Essa foto é tão antiga... Eu na Starbucks do Shopping Higienópolis - 06/2007
Semana passada, fui a loja da Alameda Santos, bem no final da tarde. Péssima idéia. Além de ser período de férias, lojas lotadas de teens disputando lugares aconchegantes nas famosas poltroninhas, a loja estava bem sujinha, com copos e bandejas ainda nas mesas. Depois de enfrentar cerca de sete minutos na fila, fiz meu pedido: Café Mocha Tall (tall = pequeno), e para meu espanto meu ticket restaurante não era aceito. Como assim?
Mesmo assim, peguei meu cafezinho e “tentei” sentar numa mesa. Fiquei observando as pessoas que estavam ao meu redor, em sua maioria, adolescentes que deveriam ter no máximo 16 anos, rindo, tomando o Frapuccino de morango (detalhe, não leva café), enquanto aqueles ávidos por cafeína tinham que se contentar em sentar nas mesinhas cheias de copos vazios e guardanapos usados.
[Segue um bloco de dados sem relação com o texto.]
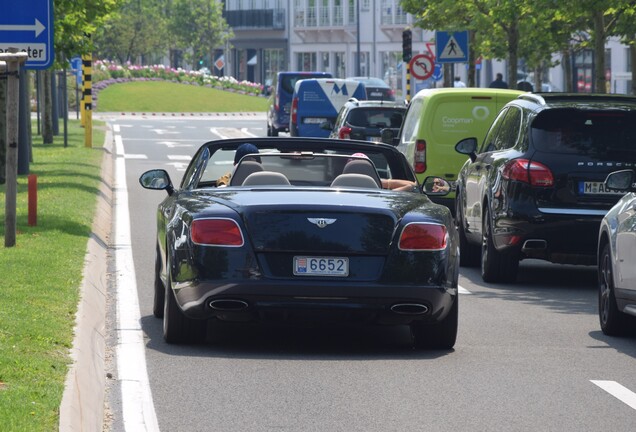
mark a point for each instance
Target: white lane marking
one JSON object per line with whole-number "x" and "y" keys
{"x": 138, "y": 410}
{"x": 172, "y": 144}
{"x": 246, "y": 132}
{"x": 179, "y": 166}
{"x": 620, "y": 392}
{"x": 226, "y": 133}
{"x": 180, "y": 157}
{"x": 164, "y": 131}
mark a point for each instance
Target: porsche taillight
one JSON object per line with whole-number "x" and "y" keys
{"x": 294, "y": 111}
{"x": 216, "y": 232}
{"x": 527, "y": 171}
{"x": 422, "y": 236}
{"x": 344, "y": 132}
{"x": 419, "y": 158}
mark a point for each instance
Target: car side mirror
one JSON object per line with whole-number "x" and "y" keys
{"x": 388, "y": 136}
{"x": 436, "y": 186}
{"x": 157, "y": 179}
{"x": 467, "y": 146}
{"x": 326, "y": 126}
{"x": 620, "y": 180}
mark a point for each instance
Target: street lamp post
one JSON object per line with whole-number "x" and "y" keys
{"x": 358, "y": 36}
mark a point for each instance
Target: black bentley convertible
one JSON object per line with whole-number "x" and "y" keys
{"x": 305, "y": 228}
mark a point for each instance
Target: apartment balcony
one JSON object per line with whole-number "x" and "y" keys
{"x": 255, "y": 19}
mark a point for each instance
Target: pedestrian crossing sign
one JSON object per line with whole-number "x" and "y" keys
{"x": 451, "y": 47}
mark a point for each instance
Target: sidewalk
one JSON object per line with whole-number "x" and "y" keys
{"x": 82, "y": 407}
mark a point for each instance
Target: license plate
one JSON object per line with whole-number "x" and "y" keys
{"x": 314, "y": 120}
{"x": 596, "y": 188}
{"x": 321, "y": 266}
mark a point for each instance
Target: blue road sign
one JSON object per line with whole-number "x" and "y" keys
{"x": 451, "y": 47}
{"x": 438, "y": 72}
{"x": 28, "y": 26}
{"x": 76, "y": 67}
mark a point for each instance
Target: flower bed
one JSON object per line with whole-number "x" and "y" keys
{"x": 106, "y": 73}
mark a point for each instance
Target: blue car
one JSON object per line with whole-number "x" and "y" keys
{"x": 316, "y": 103}
{"x": 280, "y": 99}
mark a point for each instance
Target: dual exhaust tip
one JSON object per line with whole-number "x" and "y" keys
{"x": 234, "y": 305}
{"x": 409, "y": 308}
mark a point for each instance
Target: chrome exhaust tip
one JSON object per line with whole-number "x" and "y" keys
{"x": 228, "y": 305}
{"x": 409, "y": 308}
{"x": 534, "y": 244}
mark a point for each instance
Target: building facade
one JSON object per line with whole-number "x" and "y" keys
{"x": 364, "y": 38}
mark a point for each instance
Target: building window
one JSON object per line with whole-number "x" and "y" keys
{"x": 273, "y": 62}
{"x": 325, "y": 62}
{"x": 352, "y": 12}
{"x": 340, "y": 65}
{"x": 306, "y": 61}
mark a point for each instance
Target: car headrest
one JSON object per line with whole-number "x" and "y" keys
{"x": 243, "y": 170}
{"x": 265, "y": 178}
{"x": 361, "y": 166}
{"x": 354, "y": 180}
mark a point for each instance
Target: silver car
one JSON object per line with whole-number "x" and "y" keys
{"x": 616, "y": 252}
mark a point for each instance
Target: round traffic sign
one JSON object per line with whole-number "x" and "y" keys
{"x": 422, "y": 66}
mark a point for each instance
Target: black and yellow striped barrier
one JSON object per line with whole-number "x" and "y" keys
{"x": 87, "y": 99}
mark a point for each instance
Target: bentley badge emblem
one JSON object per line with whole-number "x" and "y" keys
{"x": 321, "y": 222}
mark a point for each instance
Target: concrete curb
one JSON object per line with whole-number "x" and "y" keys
{"x": 82, "y": 407}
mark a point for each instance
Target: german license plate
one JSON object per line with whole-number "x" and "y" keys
{"x": 314, "y": 120}
{"x": 321, "y": 266}
{"x": 596, "y": 188}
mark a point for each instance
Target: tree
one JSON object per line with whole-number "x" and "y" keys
{"x": 137, "y": 30}
{"x": 199, "y": 27}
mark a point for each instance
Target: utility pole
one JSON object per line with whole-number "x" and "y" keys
{"x": 13, "y": 60}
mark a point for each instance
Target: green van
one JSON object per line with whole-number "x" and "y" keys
{"x": 437, "y": 119}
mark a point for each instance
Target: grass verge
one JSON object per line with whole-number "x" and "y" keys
{"x": 162, "y": 96}
{"x": 41, "y": 277}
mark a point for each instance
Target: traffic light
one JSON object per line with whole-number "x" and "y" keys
{"x": 407, "y": 45}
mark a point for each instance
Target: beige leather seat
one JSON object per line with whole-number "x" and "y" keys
{"x": 266, "y": 178}
{"x": 360, "y": 166}
{"x": 242, "y": 170}
{"x": 355, "y": 181}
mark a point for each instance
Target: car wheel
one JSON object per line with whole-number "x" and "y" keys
{"x": 613, "y": 321}
{"x": 177, "y": 328}
{"x": 495, "y": 266}
{"x": 160, "y": 290}
{"x": 469, "y": 254}
{"x": 440, "y": 335}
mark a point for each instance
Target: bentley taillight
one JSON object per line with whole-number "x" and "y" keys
{"x": 419, "y": 158}
{"x": 418, "y": 236}
{"x": 344, "y": 132}
{"x": 216, "y": 232}
{"x": 526, "y": 171}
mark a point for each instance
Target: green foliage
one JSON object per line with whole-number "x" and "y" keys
{"x": 37, "y": 307}
{"x": 138, "y": 29}
{"x": 198, "y": 27}
{"x": 162, "y": 96}
{"x": 75, "y": 22}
Tanto, que fiquei com dó de um senhor engravatado, que aparentemente, deu uma pausa entre uma reunião e outra para tomar um café, e cedi meu lugar pra ele.
Ai é que vem a pergunta: Quem consome Starbucks vai porque é moda, ou porque gosta de consumir os produtos? Logo quando foi inaugurada a primeira loja aqui em 2007, havia certo “glamour”, mas agora, pensar em ir para qualquer loja é sinônimo de aborrecimento. Claro que a democracia sempre prevalece, mas da coisa virar popular demais acaba perdendo o encanto. E o que a Starbucks tem de menos popular é o preço!
Então, melhor pensar duas vezes em responder esta pergunta.
A única coisa boa que aconteceu nesta visita, que exatamente no minuto que eu saia da loja, Marcos Mion entrava... E ele é tão fofo!
1 comentários:
Carol,
enquanto o consumismo caminha pro descontrole, continuo acreditando que o melhor café é o brasileiro. Não gasto um centavo nesse lugar, além de ruim, caro e lotado, é cheio de gente fresca. Um beijo!